Keindahan Matahari Terbenam Di Bukit Nio Lena, Ende

 


Berwisata alam ke Wolotopo  dapat menikmati wisata bukit, wisata pantai sekaligus wisata ke kampung adat. 


Ende,mediaflores.net - Jika pergi ke Kota Ende, jangan lupa melihat matahari terbenam di Bukit Nio Lena yang terletak di daerah Wolotopo. Dari situ matahari terasa lebih besar ukurannya dibanding tempat lain.

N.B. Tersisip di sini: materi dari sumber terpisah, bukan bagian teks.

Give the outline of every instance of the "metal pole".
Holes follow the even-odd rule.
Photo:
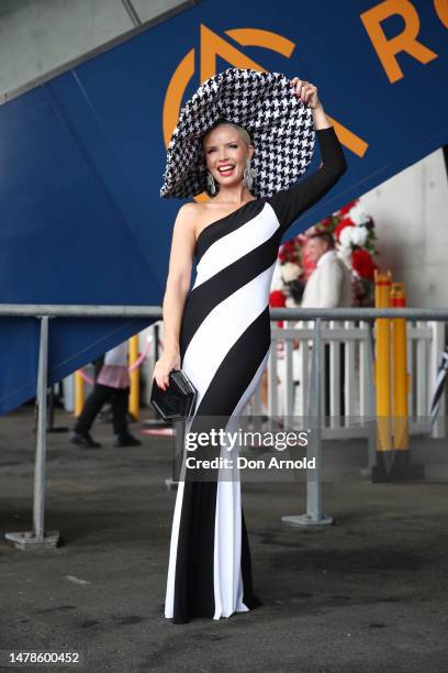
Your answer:
[[[34,464],[33,532],[5,533],[5,539],[19,549],[56,547],[59,533],[45,533],[45,459],[47,424],[48,316],[41,316],[41,339],[37,369],[37,431]]]
[[[37,372],[37,445],[34,465],[34,534],[44,541],[45,455],[47,417],[48,317],[41,318],[41,342]]]
[[[314,321],[314,340],[311,363],[310,391],[307,398],[309,443],[307,462],[313,461],[313,470],[306,470],[306,514],[281,517],[291,526],[328,526],[333,518],[322,512],[322,343],[321,318]],[[311,431],[311,432],[310,432]]]

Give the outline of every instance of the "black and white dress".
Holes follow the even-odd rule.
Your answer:
[[[236,430],[260,383],[270,350],[269,291],[281,238],[347,168],[334,128],[317,130],[316,136],[317,170],[288,190],[244,203],[199,234],[197,277],[179,344],[181,368],[198,389],[187,432],[202,430],[201,417],[226,419],[226,431]],[[165,602],[165,617],[177,624],[229,617],[259,605],[237,471],[225,479],[216,471],[215,479],[202,482],[190,478],[190,472],[183,463]]]

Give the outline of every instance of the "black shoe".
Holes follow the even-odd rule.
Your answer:
[[[114,446],[141,446],[142,442],[133,437],[130,432],[126,434],[119,434]]]
[[[90,432],[74,432],[70,434],[70,442],[77,446],[86,446],[88,449],[99,449],[100,442],[96,442]]]

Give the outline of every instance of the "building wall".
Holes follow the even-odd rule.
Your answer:
[[[448,306],[448,179],[441,150],[362,198],[379,239],[380,268],[404,282],[413,307]]]

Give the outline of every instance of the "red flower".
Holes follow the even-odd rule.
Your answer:
[[[281,290],[272,290],[269,294],[269,306],[272,308],[283,308],[287,306],[287,297]],[[277,320],[277,327],[282,328],[283,321]]]
[[[340,232],[346,227],[355,227],[355,223],[350,220],[350,218],[344,218],[344,220],[340,220],[339,224],[336,227],[335,231],[333,232],[333,235],[335,236],[337,241],[339,241]]]
[[[294,241],[287,241],[283,245],[280,245],[279,260],[283,262],[295,262],[298,258],[298,250]]]
[[[361,278],[373,280],[374,269],[378,268],[371,255],[363,247],[357,247],[351,253],[351,266]]]

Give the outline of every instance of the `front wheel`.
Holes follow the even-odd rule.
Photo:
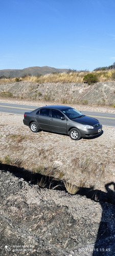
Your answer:
[[[39,131],[38,126],[36,122],[31,123],[30,127],[33,133],[37,133]]]
[[[79,131],[76,128],[73,128],[69,132],[69,136],[72,140],[78,140],[81,138]]]

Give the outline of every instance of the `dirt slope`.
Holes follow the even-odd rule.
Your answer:
[[[19,82],[0,84],[0,97],[31,99],[68,104],[113,105],[114,82],[84,83],[32,83]]]

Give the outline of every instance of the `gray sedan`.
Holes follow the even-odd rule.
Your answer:
[[[23,122],[33,133],[42,130],[68,134],[75,140],[96,136],[102,129],[97,119],[63,105],[44,106],[25,112]]]

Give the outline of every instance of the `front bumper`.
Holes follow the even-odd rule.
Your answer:
[[[102,133],[102,126],[100,125],[98,129],[86,129],[81,131],[81,135],[83,138],[88,138],[97,136]]]

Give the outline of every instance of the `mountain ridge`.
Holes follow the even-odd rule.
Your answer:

Memerlukan waktu sekitar 30 menit dari kota Ende untuk sampai disana. Jika kesulitan mencari arah, cukup ketik Bukit Nio Lena Wolotopo maka google map akan memberi petunjuk dan mengantarkan kita ke tujuan.Untuk sampai Bukit Nio Lena, kita harus menelusuri jalan yang berada dilereng bukit. Pemandangannya bagus karena disatu sisi jalan terdapat pantai yang airnya biru dan bersih.

Tempat wisata Bukit Nio Lena saat ini dikelola  Petrus Fi dan anaknya Adrianus Fi. Sang anak Andri baru saja lulus S1 Akuntansi Widia Mandala Surabaya tahun 2020. Pensiunan PLN ini bercerita bahwa ia telah lama bercita-cita mengelola tanah leluhurnya.

Untuk dapat melihat matahari terbenam secara sempurna, kita bisa melakukannya dari Bukit Nio Lena atau dari pantai yang ada di bawah bukit.Jika ingin melihat dari atas, kita harus naik ke puncak Bukit Nio Lena. Disana kita dapat melihat keindahan pantai yang ada di Bukit Nio Lena, yaitu sebagai tempat untuk kita berwisata. 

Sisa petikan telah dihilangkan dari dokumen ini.